Gould is certainly right that human chauvinism, as an unspoken motif, runs through a great deal of evolutionary writing. He’ll find even better examples if he looks at the comparative psychology literature, which is awash with snobbish and downright silly phrases like ‘subhuman primates’, ‘subprimate mammals’ and ‘submammalian vertebrates’, implying an unquestioned ladder of life defined so as to perch us smugly on the top rung. Uncritical authors regularly move ‘up’ or ‘down’ the ‘evolutionary scale’ (bear in mind that they are in fact moving among modern animals, contemporary twigs dotted all around the tree of life). Students of comparative mentality unabashedly and ludicrously ask, ‘How far down the animal kingdom does learning extend?’ Volume 1 of Hyman’s celebrated treatise on the invertebrates is entitled ‘Protozoa through Ctenophora’ (my emphasis) – as if the phyla exist along an ordinal scale such that everybody knows which groups sit ‘between’ Protozoa and Ctenophora. Unfortunately all zoology students do know – we’ve all been taught the same groundless myth.
This is bad stuff, and Gould could afford to attack it even more severely than he attacks his normal targets. Whereas I would do so on logical grounds (Dawkins, 1992), Gould prefers an empirical assault.

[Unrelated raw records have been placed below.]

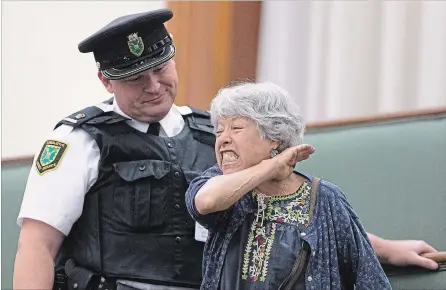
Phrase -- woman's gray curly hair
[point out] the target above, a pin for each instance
(268, 105)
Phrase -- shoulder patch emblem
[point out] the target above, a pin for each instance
(50, 156)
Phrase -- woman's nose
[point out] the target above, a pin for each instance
(224, 138)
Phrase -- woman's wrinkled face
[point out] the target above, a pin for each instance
(239, 146)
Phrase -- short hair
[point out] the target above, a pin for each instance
(271, 107)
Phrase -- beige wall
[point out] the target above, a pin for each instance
(44, 76)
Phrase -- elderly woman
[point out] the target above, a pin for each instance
(271, 227)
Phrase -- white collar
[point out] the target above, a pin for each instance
(171, 124)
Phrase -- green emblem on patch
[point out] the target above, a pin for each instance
(50, 156)
(136, 45)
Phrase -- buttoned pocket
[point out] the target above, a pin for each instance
(140, 198)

He looks at the actual course of evolution and argues that such apparent progress as can in general be detected is artefactual (like the baseball statistic). Cope’s rule of increased body size, for example, follows from a simple ‘drunkard’s walk’ model. The distribution of possible sizes is confined by a left wall, a minimal size. A random walk from a beginning near the left wall has nowhere to go but up the size distribution. The mean size has pretty well got to increase, and it doesn’t imply a driven evolutionary trend towards larger size.

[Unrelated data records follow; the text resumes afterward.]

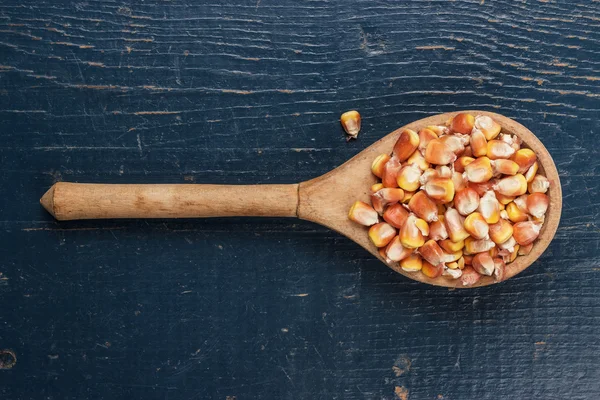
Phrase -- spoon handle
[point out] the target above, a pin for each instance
(68, 201)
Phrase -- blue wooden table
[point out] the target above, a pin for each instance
(250, 92)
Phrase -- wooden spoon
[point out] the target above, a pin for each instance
(324, 200)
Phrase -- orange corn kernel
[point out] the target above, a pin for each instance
(378, 165)
(526, 232)
(395, 251)
(488, 126)
(454, 225)
(363, 214)
(489, 207)
(437, 153)
(525, 158)
(505, 167)
(537, 204)
(466, 201)
(408, 178)
(423, 207)
(479, 170)
(501, 231)
(407, 143)
(475, 224)
(395, 215)
(390, 172)
(539, 184)
(381, 234)
(432, 253)
(410, 233)
(512, 185)
(484, 264)
(497, 149)
(440, 189)
(432, 271)
(463, 123)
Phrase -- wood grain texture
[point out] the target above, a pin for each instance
(249, 92)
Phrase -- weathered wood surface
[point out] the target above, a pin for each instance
(250, 92)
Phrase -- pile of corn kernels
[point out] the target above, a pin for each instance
(460, 200)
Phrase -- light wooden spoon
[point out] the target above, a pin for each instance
(324, 200)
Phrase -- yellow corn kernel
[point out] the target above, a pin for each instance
(412, 263)
(408, 178)
(378, 165)
(488, 126)
(440, 189)
(350, 121)
(407, 143)
(423, 206)
(512, 185)
(501, 231)
(475, 224)
(479, 170)
(463, 123)
(363, 214)
(499, 149)
(514, 213)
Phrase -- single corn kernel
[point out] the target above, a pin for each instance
(530, 174)
(376, 187)
(454, 225)
(432, 271)
(459, 164)
(381, 234)
(395, 251)
(537, 204)
(501, 231)
(473, 246)
(455, 143)
(351, 123)
(498, 149)
(410, 233)
(515, 214)
(479, 170)
(407, 143)
(475, 224)
(512, 185)
(412, 263)
(395, 215)
(504, 167)
(437, 230)
(419, 160)
(483, 263)
(539, 184)
(390, 172)
(526, 232)
(466, 201)
(437, 153)
(451, 247)
(524, 250)
(363, 214)
(426, 135)
(469, 276)
(423, 207)
(489, 207)
(499, 269)
(432, 253)
(378, 165)
(440, 189)
(452, 273)
(488, 126)
(525, 158)
(478, 143)
(408, 178)
(463, 123)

As Gould convincingly argues, the effect is compounded by a human tendency to give undue weight to new arrivals on the geological scene. Textbook biological histories emphasise a progression of grades of organization. As each new grade arrives, there is temptation to forget that the previous grades haven’t gone away. Illustrators abet the fallacy when they draw, as representative of each era, only the newcomers. Before a certain date there were no eucaryotes. The arrival of eucaryotes looks more progressive than it really was because of the failure to depict the persisting hordes of procaryotes. The same false impression is conveyed with each new arrival on the stage: vertebrates, large brained animals, and so on. An era may be described as the ‘Age of Xs’ – as though the denizens of the previous ‘Age’ had been replaced rather than merely supplemented.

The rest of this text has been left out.